In The Happy Ranger [20012 2 Lloyd’s Rep 357 per Tuckey LJ said at para 11:
The Hague Rules are not enacted in Italy so the first sentence of the first paragraph of clause 3 of the bill is not applicable.
In Yemgas Fzco & Ors v Superior Pescadores S.A. Panama  EWHC 971 (Comm) per Mr Justice Males at paras 33,35-37:
33. In circumstances where the Hague-Visby Rules are widely applied all over the world and have been enacted by legislation in many countries, I would be inclined to hold that the expression "the Hague Rules contained in the International Convention for the Unification of certain rules relating to Bills of Lading, dated Brussels the 25th August 1924 as enacted in the country of shipment …" is capable of referring to the Hague-Visby Rules, and (as submitted by Mr Goldstone) that they do so refer in the absence of any contrary indication in the clause. Such a contrary indication would include a distinction drawn elsewhere in the clause between the Hague and Hague-Visby Rules, as in the BIMCO clause and the clause considered in The Happy Ranger. However, there is no such distinction in the clause in the present case.
35. It would seem odd that in a case where English law applies and the parties must be taken to have known that the Hague-Visby Rules would therefore apply compulsorily to a shipment from Belgium, a clause which provides for the application of the Hague Rules as enacted in the country of shipment would be construed as an agreement for the Hague and not the Hague-Visby Rules to apply.
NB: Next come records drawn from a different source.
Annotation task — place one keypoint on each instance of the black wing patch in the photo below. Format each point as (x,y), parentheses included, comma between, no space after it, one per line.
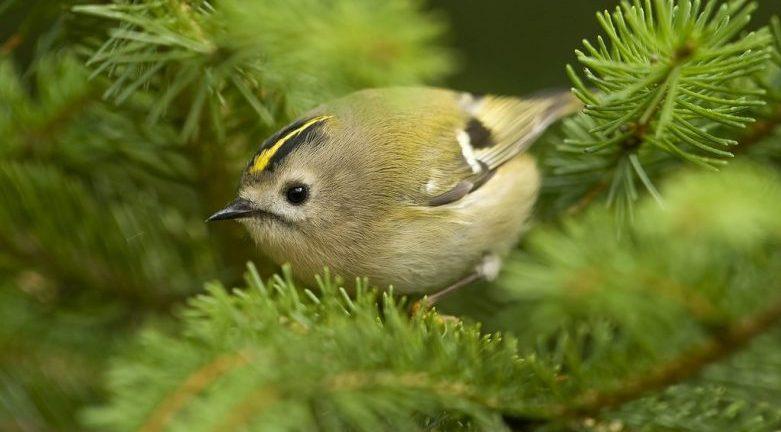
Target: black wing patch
(479,135)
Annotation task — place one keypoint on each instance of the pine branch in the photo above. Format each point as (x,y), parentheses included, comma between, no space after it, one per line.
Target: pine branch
(670,80)
(725,343)
(346,361)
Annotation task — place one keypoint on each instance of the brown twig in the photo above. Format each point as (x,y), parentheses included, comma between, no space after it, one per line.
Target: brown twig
(190,388)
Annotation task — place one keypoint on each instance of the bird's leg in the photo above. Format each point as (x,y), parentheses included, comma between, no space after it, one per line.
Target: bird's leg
(487,270)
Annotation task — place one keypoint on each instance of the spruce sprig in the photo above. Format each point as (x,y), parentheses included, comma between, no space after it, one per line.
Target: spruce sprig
(665,82)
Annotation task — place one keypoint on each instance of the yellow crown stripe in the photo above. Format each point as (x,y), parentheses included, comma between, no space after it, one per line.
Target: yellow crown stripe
(262,160)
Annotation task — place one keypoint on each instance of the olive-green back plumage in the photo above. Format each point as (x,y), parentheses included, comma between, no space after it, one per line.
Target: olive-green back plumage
(410,186)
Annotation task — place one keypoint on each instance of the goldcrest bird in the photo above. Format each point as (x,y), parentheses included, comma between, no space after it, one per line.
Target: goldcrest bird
(417,188)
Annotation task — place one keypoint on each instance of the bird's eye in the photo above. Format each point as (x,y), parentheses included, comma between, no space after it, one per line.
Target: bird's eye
(297,194)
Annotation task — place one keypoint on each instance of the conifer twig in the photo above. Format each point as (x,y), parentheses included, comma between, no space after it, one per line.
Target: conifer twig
(685,366)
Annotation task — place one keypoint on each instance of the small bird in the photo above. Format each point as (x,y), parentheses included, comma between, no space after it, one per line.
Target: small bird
(422,189)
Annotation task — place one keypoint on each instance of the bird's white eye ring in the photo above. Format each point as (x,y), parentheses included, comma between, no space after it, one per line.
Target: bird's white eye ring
(297,194)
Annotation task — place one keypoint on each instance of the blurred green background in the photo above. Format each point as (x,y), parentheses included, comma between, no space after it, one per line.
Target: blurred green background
(517,47)
(502,46)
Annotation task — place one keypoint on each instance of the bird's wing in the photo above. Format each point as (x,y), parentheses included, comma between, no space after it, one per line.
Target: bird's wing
(496,129)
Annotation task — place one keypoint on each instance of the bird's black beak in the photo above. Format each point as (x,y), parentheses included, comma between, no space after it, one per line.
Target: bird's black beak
(238,209)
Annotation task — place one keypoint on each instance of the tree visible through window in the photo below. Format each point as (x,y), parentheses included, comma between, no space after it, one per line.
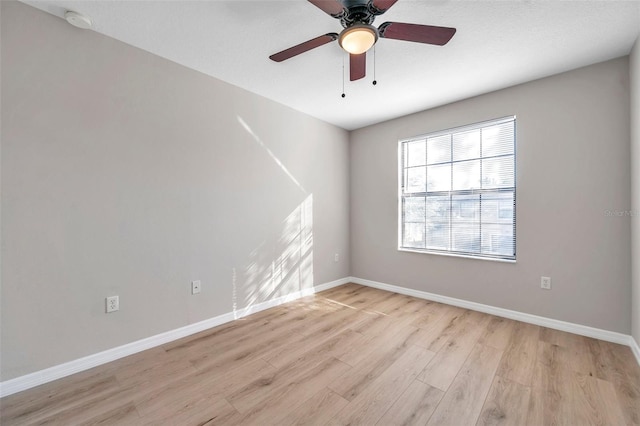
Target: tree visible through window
(458,191)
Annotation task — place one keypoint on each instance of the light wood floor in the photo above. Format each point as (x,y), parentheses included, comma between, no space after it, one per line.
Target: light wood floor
(352,355)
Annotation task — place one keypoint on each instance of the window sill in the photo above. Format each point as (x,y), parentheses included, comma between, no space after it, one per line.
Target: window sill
(492,259)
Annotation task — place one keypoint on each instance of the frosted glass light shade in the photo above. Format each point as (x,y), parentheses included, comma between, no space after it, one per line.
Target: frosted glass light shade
(358,38)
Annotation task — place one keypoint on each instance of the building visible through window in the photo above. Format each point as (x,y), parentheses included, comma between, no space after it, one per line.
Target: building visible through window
(458,191)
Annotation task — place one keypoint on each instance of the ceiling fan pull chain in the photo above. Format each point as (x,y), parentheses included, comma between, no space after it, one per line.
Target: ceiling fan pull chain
(343,94)
(374,66)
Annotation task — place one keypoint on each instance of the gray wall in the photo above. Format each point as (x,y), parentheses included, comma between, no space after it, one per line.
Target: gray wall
(634,66)
(572,166)
(124,173)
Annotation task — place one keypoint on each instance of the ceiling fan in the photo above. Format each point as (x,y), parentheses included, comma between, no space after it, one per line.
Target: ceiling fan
(359,35)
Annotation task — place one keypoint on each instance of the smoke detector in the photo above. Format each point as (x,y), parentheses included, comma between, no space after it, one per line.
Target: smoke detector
(77,19)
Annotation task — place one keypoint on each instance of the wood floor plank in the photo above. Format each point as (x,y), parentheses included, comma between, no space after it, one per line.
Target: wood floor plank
(332,344)
(414,407)
(444,367)
(281,399)
(562,396)
(575,350)
(201,411)
(371,404)
(377,344)
(519,358)
(440,331)
(617,364)
(462,403)
(506,404)
(367,370)
(351,355)
(317,410)
(498,333)
(303,369)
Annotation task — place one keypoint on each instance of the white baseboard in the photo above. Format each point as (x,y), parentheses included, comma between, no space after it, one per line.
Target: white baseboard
(634,348)
(583,330)
(59,371)
(37,378)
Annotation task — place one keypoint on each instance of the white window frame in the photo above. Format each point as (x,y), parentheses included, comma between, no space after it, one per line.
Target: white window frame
(402,195)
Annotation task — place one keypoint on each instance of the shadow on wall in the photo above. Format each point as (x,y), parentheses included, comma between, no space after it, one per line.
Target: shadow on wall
(283,263)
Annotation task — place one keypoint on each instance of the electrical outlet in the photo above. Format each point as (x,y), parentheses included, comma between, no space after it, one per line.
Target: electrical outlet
(545,283)
(113,304)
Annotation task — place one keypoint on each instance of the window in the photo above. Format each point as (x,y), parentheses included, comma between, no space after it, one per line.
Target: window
(458,191)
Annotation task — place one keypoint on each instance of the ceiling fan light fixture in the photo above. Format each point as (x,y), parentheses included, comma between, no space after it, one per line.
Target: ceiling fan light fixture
(358,38)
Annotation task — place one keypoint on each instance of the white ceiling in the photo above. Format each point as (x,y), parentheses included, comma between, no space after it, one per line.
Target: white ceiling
(498,44)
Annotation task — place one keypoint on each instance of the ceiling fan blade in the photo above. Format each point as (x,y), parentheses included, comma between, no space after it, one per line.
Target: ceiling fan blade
(303,47)
(418,33)
(357,66)
(330,7)
(382,6)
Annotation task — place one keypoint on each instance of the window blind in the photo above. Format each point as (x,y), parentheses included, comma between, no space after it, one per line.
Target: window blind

Because the Hague-Visby Rules do apply compulsorily anyway, the parties must have realised that a contractual choice of the Hague Rules would be largely ineffective.It would therefore seem implausible to attribute to them such a contractual choice. I would, moreover, be inclined to agree with Colman J in The Marinor that it should make no difference to the application of the clause whether the legislative technique adopted in the country of shipment was to amend the existing Hague Rules legislation in the same way as the 1968 Protocol does or to repeal that legislation and enact the Hague-Visby Rules.
36. However, the point is not free from authority. While in theory the cases reviewed above can all be distinguished as being concerned with different clauses (in particular, clauses which unlike the present case do draw an express distinction between the Hague and Hague-Visby Rules) or with the meaning of a phrase such as "clause paramount" in a charterparty where no specific clause is identified, I do not think that this would be a valid ground of distinction. The decision of Tomlinson J in The Happy Ranger is a decision that the language of the present clause is not apt to refer to the Hague-Visby Rules, while Tuckey LJ’s statement in the Court of Appeal is to the same effect. Even if not strictly binding, these are highly persuasive statements and I should follow them, supported to some degree as they are by the charterparty cases to which I have referred.
37. I conclude, therefore, that the clause paramount at clause 2 of the bill of lading constitutes a contractual agreement that the Hague Rules shall apply, albeit one which the parties must have realised would be largely ineffective in the present case.